3олотая рота - Чарская Лидия Алексеевна 13 стр.


Отец Лизы, надсмотрщик из сортировочного отделения, знал похождения дочери. Но они не особенно досаждали ему. В маленьком городе царил свой особенный порядок и строй жизни, господствовали иные взгляды на нравственность, и грех не казался таким темным и значительным на общем фоне жизни маленького города, далеко не безупречной в морали.

Иногда к Марку и Лизе присоединялся Казанский, ориентировавшийся на фабрике и вполне свыкшийся со своей новой жизнью.
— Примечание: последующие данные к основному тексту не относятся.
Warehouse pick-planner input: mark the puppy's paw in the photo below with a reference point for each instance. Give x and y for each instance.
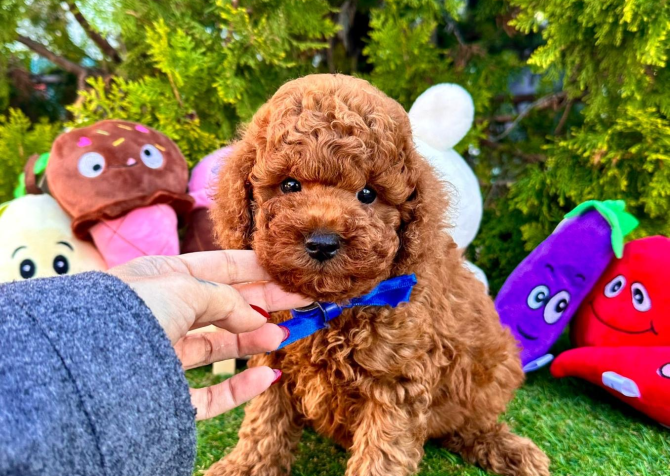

И все трое они казались счастливыми вместе, между тем как порознь каждого из них точил червь неудовлетворения в глубине души.

Казанский тосковал по «роте», по его детям, оскорбившим его чувства и изменившим ему. И, переживая свою огромную любовь к ним, он не мог вырвать ее из себя и одиноко томился ею, как узник.

Мало-помалу стала томиться и Лиза, стала скучать по своей прежней незамысловатой жизни, полной неоглядной веселости и смеха. Увлекшаяся было любовью Марка, она вскоре начала бессознательно тяготиться ею. Любовь эта накладывала на нее известные обязательства, которых она боялась, как и всего, преграждающего ей свободу.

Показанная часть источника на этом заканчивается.